To address the challenges of complex backgrounds and scale variations in cover glass defect detection, this paper proposes a smartphone cover glass defect detection model, DY-YOLO, based on YOLOv8. The model incorporates dynamic convolution modules and introduces Dynamic Large Separable Kernel Attention (Dynamic-LSKA) and Dynamic-C2f to enhance the backbone network’s ability to extract global and local features. This improves the model’s anti-interference capability and its ability to extract key features under conditions where defect characteristics are not distinctly visible. Additionally, a High-Level Screening Feature Bidirectional Path Aggregation Network (HSF-BPAN) is designed to achieve effective fusion of multi-scale features. Furthermore, a lightweight dynamic upsampler, DySample, is employed for upsampling, which flexibly adjusts sampling positions by learning offsets, thereby reducing computational resource consumption.

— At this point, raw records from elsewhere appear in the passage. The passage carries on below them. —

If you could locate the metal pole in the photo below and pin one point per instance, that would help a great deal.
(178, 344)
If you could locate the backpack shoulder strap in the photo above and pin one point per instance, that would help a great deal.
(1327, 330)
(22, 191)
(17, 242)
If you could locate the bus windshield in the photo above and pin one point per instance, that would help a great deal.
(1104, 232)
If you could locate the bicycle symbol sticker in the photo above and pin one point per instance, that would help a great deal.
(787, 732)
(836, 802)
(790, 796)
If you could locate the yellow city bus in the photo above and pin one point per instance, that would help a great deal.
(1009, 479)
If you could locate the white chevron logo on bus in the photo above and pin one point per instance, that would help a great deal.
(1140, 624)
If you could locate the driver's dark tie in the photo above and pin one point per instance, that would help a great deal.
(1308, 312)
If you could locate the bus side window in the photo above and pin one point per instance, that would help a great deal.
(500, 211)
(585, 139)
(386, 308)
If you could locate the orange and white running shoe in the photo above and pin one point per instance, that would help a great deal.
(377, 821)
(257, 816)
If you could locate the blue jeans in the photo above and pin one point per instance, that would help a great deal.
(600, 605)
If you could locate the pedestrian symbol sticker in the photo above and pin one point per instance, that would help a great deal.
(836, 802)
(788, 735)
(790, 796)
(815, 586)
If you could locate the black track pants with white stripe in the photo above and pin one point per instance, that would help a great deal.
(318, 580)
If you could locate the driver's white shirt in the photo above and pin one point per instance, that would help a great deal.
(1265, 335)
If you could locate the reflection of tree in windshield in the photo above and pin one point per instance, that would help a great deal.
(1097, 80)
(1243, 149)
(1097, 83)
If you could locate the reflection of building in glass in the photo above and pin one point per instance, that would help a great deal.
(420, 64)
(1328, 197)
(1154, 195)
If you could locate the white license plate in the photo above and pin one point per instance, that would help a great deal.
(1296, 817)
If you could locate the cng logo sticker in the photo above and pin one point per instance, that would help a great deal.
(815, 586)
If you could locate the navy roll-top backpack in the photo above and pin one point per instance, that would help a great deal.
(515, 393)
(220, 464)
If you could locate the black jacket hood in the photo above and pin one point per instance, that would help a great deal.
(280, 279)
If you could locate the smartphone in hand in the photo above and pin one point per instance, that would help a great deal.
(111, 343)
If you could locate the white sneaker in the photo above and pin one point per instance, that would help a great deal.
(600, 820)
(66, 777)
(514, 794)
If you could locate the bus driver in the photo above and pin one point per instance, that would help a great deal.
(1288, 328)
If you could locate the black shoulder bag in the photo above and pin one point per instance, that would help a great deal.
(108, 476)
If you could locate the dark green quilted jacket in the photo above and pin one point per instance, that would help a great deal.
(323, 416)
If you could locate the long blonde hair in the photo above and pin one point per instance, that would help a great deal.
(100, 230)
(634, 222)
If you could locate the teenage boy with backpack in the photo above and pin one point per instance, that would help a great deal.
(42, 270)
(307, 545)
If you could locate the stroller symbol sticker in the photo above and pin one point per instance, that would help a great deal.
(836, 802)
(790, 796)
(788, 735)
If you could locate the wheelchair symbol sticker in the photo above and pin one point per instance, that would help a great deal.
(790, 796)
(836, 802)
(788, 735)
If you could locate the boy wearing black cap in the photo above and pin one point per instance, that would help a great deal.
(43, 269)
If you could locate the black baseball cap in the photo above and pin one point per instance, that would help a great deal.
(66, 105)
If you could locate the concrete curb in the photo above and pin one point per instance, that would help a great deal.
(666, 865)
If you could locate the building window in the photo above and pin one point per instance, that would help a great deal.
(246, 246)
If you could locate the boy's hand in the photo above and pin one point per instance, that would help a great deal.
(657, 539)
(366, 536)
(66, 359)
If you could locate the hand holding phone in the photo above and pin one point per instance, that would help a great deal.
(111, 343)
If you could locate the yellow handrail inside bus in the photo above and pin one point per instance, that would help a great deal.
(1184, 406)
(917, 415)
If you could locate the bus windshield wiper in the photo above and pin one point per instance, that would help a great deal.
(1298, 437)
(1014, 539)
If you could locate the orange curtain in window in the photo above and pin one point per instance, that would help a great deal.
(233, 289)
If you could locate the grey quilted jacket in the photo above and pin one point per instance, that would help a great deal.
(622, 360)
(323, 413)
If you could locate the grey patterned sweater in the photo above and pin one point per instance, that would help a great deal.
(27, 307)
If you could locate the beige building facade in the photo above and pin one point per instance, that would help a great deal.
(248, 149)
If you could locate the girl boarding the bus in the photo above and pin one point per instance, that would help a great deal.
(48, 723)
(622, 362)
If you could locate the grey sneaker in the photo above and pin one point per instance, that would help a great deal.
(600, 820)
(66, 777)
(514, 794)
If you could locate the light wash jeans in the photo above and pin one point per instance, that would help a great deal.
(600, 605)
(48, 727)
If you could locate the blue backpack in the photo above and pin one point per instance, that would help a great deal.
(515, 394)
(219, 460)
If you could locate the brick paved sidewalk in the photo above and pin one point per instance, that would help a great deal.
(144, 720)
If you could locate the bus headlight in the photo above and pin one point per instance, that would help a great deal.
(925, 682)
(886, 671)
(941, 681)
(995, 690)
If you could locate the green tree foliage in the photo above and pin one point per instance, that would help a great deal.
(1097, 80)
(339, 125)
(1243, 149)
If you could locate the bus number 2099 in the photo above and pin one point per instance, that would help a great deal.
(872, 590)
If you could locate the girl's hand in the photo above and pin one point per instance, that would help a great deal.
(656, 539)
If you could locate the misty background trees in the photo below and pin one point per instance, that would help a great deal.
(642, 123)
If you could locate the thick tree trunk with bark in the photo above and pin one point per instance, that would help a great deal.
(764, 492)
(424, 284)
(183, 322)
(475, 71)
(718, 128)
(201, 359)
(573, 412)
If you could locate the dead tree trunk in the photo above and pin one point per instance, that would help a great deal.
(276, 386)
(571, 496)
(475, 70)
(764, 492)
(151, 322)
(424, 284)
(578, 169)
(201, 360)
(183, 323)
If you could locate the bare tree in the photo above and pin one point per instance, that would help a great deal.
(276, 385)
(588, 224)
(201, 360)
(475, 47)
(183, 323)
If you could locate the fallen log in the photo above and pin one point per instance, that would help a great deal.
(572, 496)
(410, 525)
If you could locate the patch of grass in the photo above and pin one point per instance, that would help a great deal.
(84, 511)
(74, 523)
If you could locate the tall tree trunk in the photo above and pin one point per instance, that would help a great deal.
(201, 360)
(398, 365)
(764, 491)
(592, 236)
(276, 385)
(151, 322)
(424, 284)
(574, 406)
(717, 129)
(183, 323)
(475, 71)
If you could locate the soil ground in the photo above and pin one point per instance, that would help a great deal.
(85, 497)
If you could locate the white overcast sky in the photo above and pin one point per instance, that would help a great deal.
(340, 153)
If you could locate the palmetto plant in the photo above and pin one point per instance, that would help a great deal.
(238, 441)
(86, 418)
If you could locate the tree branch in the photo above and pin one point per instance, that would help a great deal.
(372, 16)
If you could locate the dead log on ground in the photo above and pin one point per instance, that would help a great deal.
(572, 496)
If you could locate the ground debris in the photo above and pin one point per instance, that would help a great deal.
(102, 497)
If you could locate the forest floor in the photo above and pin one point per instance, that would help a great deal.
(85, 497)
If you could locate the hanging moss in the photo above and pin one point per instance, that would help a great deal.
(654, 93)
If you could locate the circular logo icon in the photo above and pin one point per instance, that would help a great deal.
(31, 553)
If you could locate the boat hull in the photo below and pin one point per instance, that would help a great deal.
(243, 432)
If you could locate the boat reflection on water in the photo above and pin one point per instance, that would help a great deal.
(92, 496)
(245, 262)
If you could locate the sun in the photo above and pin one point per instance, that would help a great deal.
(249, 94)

In this study, DY-YOLO was systematically verified on the MSD and SSGD mobile phone cover glass defect benchmark datasets, and the experimental results showed that the accuracy of DY-YOLO was better than that of the baseline model, reaching 99.3% and 46% in mAP@0.5, respectively, while reducing the computing resource consumption by 33.3% and maintaining the inference speed of 121.8 FPS, making it suitable for real-time edge detection tasks. Compared to state-of-the-art methods, DY-YOLO still shows significant advantages in terms of accuracy-efficiency trade-offs. It is important to note that although the model shows strong robustness in complex environments, there is still room for improvement in terms of accuracy. Future work will focus on further improving its performance.